Ingredients:
1 Lb. Red Potatoes (Cut into ½ Inch Chucks)
2 Tsp Olive Oil
1 Red Pepper (Chopped)
10 Oz Baby Spinach
2 Cloves Garlic (Crushed with Press)
6 Large Eggs
2 Large Egg Whites
1 Medium Yellow Squash (Shredded)
1 ½ Oz. Fontina Cheese (Shredded)
Directions:
Arrange oven rack 6 inches from heat source; preheat broiler. Place potatoes in microwave- safe large bowl; cover with vented plastic wrap. Microwave on high for 6 minutes or until potatoes are fork- tender. In a 12 inch non- stick skillet, heat 1 teaspoon oil on medium 1 minute.
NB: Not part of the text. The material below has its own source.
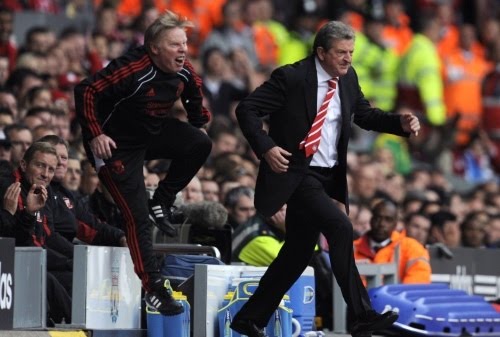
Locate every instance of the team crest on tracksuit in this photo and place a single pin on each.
(68, 202)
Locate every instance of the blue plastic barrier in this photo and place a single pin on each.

Add pepper; cook 5 minutes or until tender, stirring. Add to bowl with potatoes. Add spinach and garlic to skillet; cook 4 minutes or until moisture has evaporated, stirring. Add to same bowl. In another large bowl, whisk eggs, egg whites, and ¼ tsp. salt until blended. Stir in squash and vegetable mixture until well mixed. Wipe out skillet. Heat remaining oil on medium 1 minute; add egg mixture. Cover; cook 5 minutes or until edges are just set. Top with Fontina and wrap handle with heavy- duty foil. Broil 4 minutes or until golden brown.